I concede that you have some point, in that it is possible that (in the context of training) that the dogs consider what they are doing as play.
However, I've seen it "in the field" under uncontrolled circumstances as well.
There was a police officer I knew who was a K-9 trainer. At his home he had four "retired" K9 dogs in a fence in his back yard.
Those dogs, one in particular, didn't like me. The alpha male would engage in territorial-defense mode to an extreme degree, biting the fence and pulling at it until blood ran from his gums in an effort to get at me. I think there is no question that he was serious and that there was no "play" involved.
One day I went by there and he wasn't at home. The dogs were freaking out, and Alpha Male was biting the fence and pulling on it again...actually he was biting the GATE and pulling on it, and to my amazed horror IT CAME OPEN.
Out came four ex-K9 dogs, slavering for my blood. This was like my own personal Four Horsemen of the Apocalypse here.
I turned sideways and dropped into a fighting stance, determined to go to Valhalla with an honor guard.
The dogs came straight at me... and suddenly veered left and right, parting like the Red Sea, ran right past me and down the street, suddenly prancing and playing and looking like everything was super-cool.
I was left standing there, in my fighting stance, going "humina humina humina WHA' HAPPEN?? I thought there was supposed to be an apocalyptic battle? An Earth-shattering Kaboom?? Wassamatter, I ain't good enough for ya??" LOL.
Anyway, when I got a chance, I told the professional dog-trainer the story. She told me that it was because of how a dog's drives work. Yeah, those dogs wanted to rip me to shreds whenver they saw me... but they spent maybe 5 minutes a month thinking about killing me, and HOURS every DAY thinking about "boy I'd really like to pee on that mailbox, and run down the street and see those other dogs I can hear and smell half a mile away, etc".
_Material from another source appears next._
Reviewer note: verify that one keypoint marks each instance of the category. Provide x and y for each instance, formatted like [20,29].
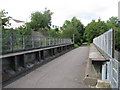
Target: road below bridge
[66,71]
When dogs are confined within a given space, like a fenced back yard, their territorial-defense drives are often "primary". The INSTANT they are no longer restrained to a specific space, territorial defense may very well take a back seat to other drives, depending on the circumstances. She said this is exactly what happened in my case; as soon as they were outside the fence they were no longer in their territory, so the defend-territory drive went secondary and other drives instantly came into play. They decided that eating me wasn't nearly as important as peeing on that mailbox and visiting that other dog down the road.
QED: Animal feelings and drives are different from humans. (and boy am I glad of it!)